MBNA was only bank I’ve come across, that could wallpaper the wall outside the CEO’s office, with letters of appreciation from their customers – some even asked for marketing materials to give to their friends! Now that’s a NPS Promoter…! How did they do it? By building a business engrained in the philosophy ‘think of yourself as a customer’.
I’ve been in a reflective mood this week, looking at what I do, how and why I do it. I often tell people that the golden thread running through my eclectic career is a passion for customer-centricity.
But what is customer-centricity, and is it still relevant today?
I first came across the idea of customer-centricity when I joined an unknown American bank that was starting up in Chester in 1993. So unknown, that when I went for the first interview they couldn’t even tell me the name of the bank – today we’d call it stealth mode!
What they did tell me was that the bank – later revealed as MBNA – was renowned for its great customer experience, and that they believed this could be a big differentiator in the UK market.
How right they were!
The business impact of customer-centricity
At that time the UK had two credit cards – Access and Barclaycard. Both were expensive, hard to get and not compelling to own. They were designed by the banks, to benefit the banks.
Along came MBNA with a mantra to ‘think of yourself as a customer’. The product, service offer, communications and processes were all designed ‘outside-in’ – from the customer’s perspective. From a standing start (when I joined there were 24 employees and no customers) MBNA became the largest gold card issuer in the UK within 18 months.
More than that, MBNA quickly transformed business models and customer expectations across the credit card market. A market that many said would never change.
Nearly 30 years on, MBNA’s ‘think of yourself as a customer’ remains my benchmark for customer-centricity. That’s because achieving it requires a firm-wide commitment to think and act ‘outside-in’. Not just to see things from the customer’s perspective but then to consistently deliver on those needs and expectations.
What is customer-centricity?
Customer-centricity means that when hard decisions need to be made, the needs of the customer trump egos, internal politics, and convenience. It’s a higher purpose, not just a business decision.
At a more human level, it’s about respecting customers enough to understand their perspective. It’s about being kind, thoughtful and generous. Human qualities many of us are reflecting on at this time.

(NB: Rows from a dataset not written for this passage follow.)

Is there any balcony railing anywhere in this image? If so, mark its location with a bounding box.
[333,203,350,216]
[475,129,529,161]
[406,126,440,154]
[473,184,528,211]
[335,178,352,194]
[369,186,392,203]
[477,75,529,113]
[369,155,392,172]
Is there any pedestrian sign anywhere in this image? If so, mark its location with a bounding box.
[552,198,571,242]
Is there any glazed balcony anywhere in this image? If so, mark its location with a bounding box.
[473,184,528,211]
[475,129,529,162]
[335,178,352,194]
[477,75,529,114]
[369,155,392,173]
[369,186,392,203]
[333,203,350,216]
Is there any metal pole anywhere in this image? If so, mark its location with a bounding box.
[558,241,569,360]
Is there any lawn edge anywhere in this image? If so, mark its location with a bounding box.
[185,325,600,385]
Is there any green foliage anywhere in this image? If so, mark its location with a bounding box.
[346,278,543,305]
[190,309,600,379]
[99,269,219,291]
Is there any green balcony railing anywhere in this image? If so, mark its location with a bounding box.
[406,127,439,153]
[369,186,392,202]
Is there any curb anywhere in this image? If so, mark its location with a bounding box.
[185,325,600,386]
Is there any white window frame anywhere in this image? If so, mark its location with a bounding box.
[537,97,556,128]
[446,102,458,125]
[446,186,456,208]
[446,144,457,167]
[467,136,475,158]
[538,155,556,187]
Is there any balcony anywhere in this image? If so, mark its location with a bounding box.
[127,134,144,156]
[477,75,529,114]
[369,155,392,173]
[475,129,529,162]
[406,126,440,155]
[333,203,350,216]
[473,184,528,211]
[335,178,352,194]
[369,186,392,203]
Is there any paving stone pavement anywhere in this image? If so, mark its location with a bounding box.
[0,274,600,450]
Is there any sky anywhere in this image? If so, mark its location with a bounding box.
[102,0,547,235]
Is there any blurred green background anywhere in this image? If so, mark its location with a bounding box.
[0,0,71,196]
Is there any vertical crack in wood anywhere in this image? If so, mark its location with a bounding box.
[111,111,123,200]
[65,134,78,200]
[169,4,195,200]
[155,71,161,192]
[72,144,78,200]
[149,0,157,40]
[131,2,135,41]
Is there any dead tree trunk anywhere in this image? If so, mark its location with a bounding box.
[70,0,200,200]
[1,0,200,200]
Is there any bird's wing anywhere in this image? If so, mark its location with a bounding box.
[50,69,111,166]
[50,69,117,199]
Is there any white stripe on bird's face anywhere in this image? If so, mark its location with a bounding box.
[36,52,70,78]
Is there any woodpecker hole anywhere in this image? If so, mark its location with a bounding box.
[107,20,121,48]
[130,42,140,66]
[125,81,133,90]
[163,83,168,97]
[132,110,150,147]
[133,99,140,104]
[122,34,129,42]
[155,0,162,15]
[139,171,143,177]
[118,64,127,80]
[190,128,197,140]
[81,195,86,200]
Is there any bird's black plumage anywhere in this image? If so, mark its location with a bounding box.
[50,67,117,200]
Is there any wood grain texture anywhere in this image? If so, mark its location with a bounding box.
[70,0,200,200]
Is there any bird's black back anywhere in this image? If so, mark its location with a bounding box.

Delivering experiences that people rave about
Let’s look at MBNA’s view of customer service. Now customer service is not something you expect from a credit card. Many times, a prospective customer would tell me “that sounds nice, but I don’t need good customer service, it’s just a credit card” or “they’re a bank, all banks are the same”.
But customers told a very different story. Outside the CEOs office, walls were covered in letters hand-written by customers praising the bank. Yes, people went out of their way to write a letter to say thank you to a bank! They told stories of how they are now telling all of their friends and family members to get an MBNA card. They would even request mail packs, so they could hand them to people. This is the very definition of a Promoter on the NPS scale. They’re not just happy with the service, they are actively promoting it to their friends and family.
What made the customer experience so different?
At a time when banking could only be done when a branch was open, MBNA set-up a 24-hour call centre, and put the number was on the back of the card. In the early days customers would call at 3am “just to see if you’re really there”!
At a time when replacement credit cards took weeks, MBNA promised to get it there in a couple of days, anywhere in the world. So if you lost your card on holiday, they’d get you a replacement delivered while you were on holiday. Expensive? Yes. But the experience generated so much word of mouth referrals the benefits vastly outweighed the cost.
At a time when banks were hard to get hold of, MBNA had a ‘two ring pick-up’ policy – for every phone in every building. People would dive across desks to answer phones, because a customer (and suppliers, colleagues and partners were all customers too) shouldn’t be kept waiting. Experience mattered.
The same happened in the call centre and credit teams. If the call queue or decision time got too long, people were summoned from other parts of the bank to help reduce it. Nothing was more important than customer experience.
To deliver this speed and quality of service, everyone from a manager to the CEO had to spend 4 hours of every month working directly with customers. Not 4 hours a year, 4 hours a month. It was measured.
Is the philosophy of ‘think of yourself as a customer’ for you?
You may think this was a huge waste of time for busy executives. But the logic was simple. How can you be customer-centric, if you’re not regularly talking to customers? How can you think of yourself as a customer, if you’re not hearing about the lives and needs of different customers?
Being customer-centric is hard. It’s a strategic decision and long-term commitment. But one that I believe is even more relevant today.
We now live in the ‘experience economy’. Consumers, and hence B2B buyers, expect speed, flexibility, choice and personalised service. Stories of great and poor experience travel quickly. Being renowned for great customer experience can still be a big differentiator. More than that, it could transform your whole industry.